Prison Labor Is a Stronghold of Slavery in the U.S.
- By The Financial District

- Sep 27
- 1 min read
In the United States, freedom has never been free.

For Black Americans especially, the cost of freedom has been immense — paid through generations of impossible decisions and forced compromises involving the loss of history, family unity, financial stability, and privacy, Bianca Tylak reported for openDemocracy.
The costs that emerged in the struggle to escape chattel slavery continue today, embedded in the carceral system as an ongoing scheme of racialized destabilization and economic extraction.
In this context, efforts to establish a universal basic income in the US should not be seen as charity or even policy innovation, but as necessary reparations and redress.
The 13th Amendment did not abolish slavery — it revised it and cloaked it in legality.
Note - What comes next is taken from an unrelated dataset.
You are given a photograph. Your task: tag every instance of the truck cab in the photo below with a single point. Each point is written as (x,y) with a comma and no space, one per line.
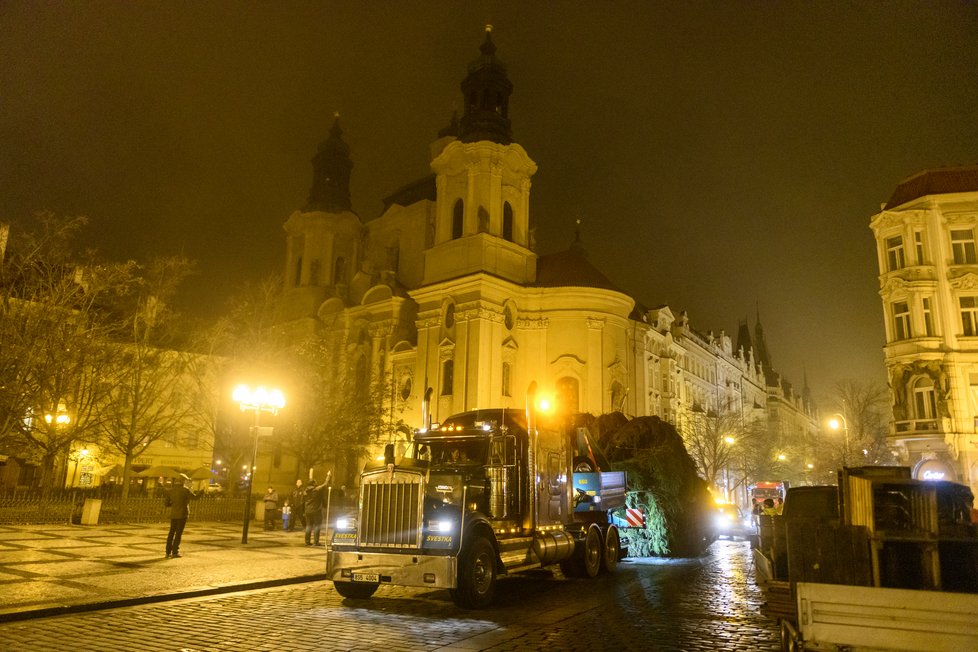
(481,494)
By including an exception clause allowing slavery “as punishment for a crime,” Congress preserved the grounds for forced labor.
In the aftermath of emancipation, Southern lawmakers used the clause to criminalize everyday Black life through Black Codes, funneling newly freed people into profitable “convict leasing” programs.
The US prison population shifted rapidly from predominantly white to predominantly Black, with labor exploitation at the system’s core.
This laid the foundation for today’s carceral state — a system that cages more than two million people, who remain unprotected from slavery.
Black Americans are incarcerated at five times the rate of white Americans. Slavery is not just the history of the US prison system. It is its present.